Oui, alors pour l'instant, effectivement, on ne voit pas de signes d'ouverture du côté de ces trois États. Et je pense qu'il faut à nouveau chaque fois rappeler que le départ de ces Etats a été décidé par les chefs d'États de fait dans ces trois pays qui sont tous issus de coups d'État militaires.
Et ces ruptures n'ont pas été validées par des Parlements élus de ces trois pays ?
Tout à fait. Évidemment, on aurait tout de même voulu avoir un point de vue des populations elles-mêmes, lorsqu'une décision aussi importante est prise par des dirigeants qui sont eux même issus d’une rupture de l'ordre constitutionnel qui était en place.
En même temps, les trois pays de l'AES ne veulent pas couper tous les ponts. Ils espèrent par exemple que la liberté de circulation des personnes et des biens entre l'espace Cédéao et le leur sera maintenue. Est-ce à dire que ces trois pays ont peur des conséquences économiques d'une rupture totale avec la Cédéao ?
Il est évident que les corridors les plus importants de mouvements de populations, justement en Afrique de l'Ouest, sont en fait ceux qui lient les pays du Sahel à leurs voisins côtiers.
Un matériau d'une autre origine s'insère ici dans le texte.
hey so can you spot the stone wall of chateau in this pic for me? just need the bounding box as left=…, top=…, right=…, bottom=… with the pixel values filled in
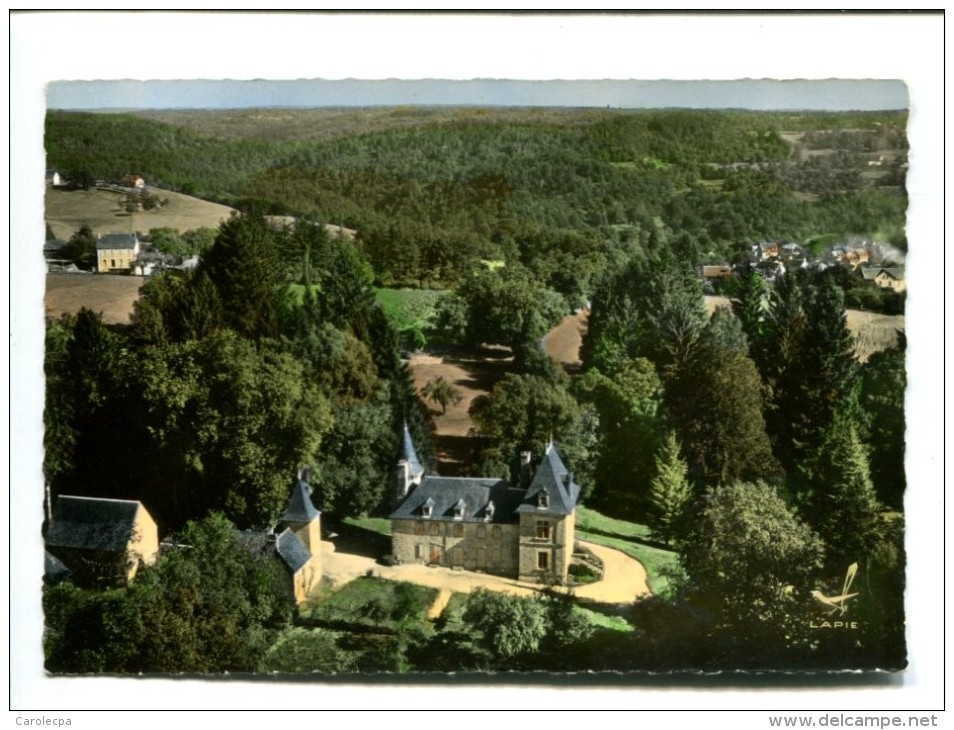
left=392, top=519, right=520, bottom=576
left=517, top=512, right=574, bottom=585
Un exemple, c'est la relation entre le Burkina Faso et la Côte d'Ivoire, même le Mali et la Côte d'Ivoire. Ça veut dire que vous avez beaucoup de résidents dans ces pays côtiers qui sont issus des pays du Sahel. Et donc, lorsque vous avez des années difficiles dans un pays, vous avez la possibilité d'amortir cette situation de crise par les mouvements des populations. Et évidemment, les dirigeants des trois pays du Sahel sont conscients de l'impact qu'aurait, par exemple, la fin de cette liberté de circulation pour leurs propres populations. Mais cela étant dit, je crois aussi que, du côté de la Cédéao à douze, il est important de rester ouvert aux populations de ces trois pays du Sahel central.
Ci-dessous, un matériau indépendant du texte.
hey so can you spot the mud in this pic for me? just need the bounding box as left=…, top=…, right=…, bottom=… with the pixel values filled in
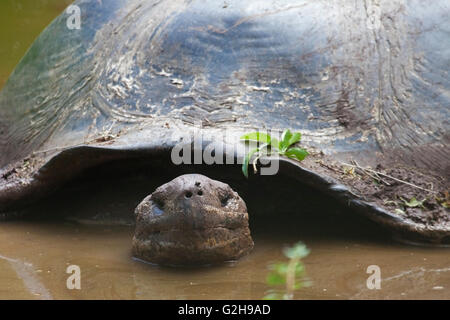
left=300, top=150, right=449, bottom=231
Est-ce que du coup, on peut parler d'une demi-rupture, voire d'une fausse rupture ?
Non, je crois qu'on a quand même une vraie rupture dans la mesure où formellement, ils ne sont plus membres de la Cédéao et que cela a des implications concrètes. Je crois que ce qui doit se discuter lors de la réunion ministérielle à Accra, c'est justement très concrètement, par exemple, où vont déménager les institutions et les agences spécialisées de la Cédéao qui, aujourd'hui, se trouvent dans ces trois pays qui ne sont plus des États membres. Qu'est-ce qui va se passer au niveau des fonctionnaires issus de ces trois pays ? Donc, on est quand même en face d'un véritable départ.
Du côté des pays de la Cédéao à douze la stratégie privilégiée a été celle du dos rond. On attend que l'orage passe et on espère que les trois pays de l’AES vont revenir à la raison. Mais apparemment, c'est une stratégie qui n'a pas marché. Gilles Yabi, est-ce que certains pays de la Cédéao à douze sont tentés par des représailles aujourd'hui ?
Je ne pense pas qu'il y ait un état d'esprit de représailles. Ce qu'on peut entendre de la part de certains fonctionnaires à un niveau élevé au niveau de la Cédéao et de la Commission de la Cédéao n'indique pas une volonté de représailles. Et donc je crois que tout le monde réalise qu'on n'a pas intérêt. Personne n'a intérêt à cette cassure. Donc, je pense que l'état d'esprit reste celui de l'ouverture.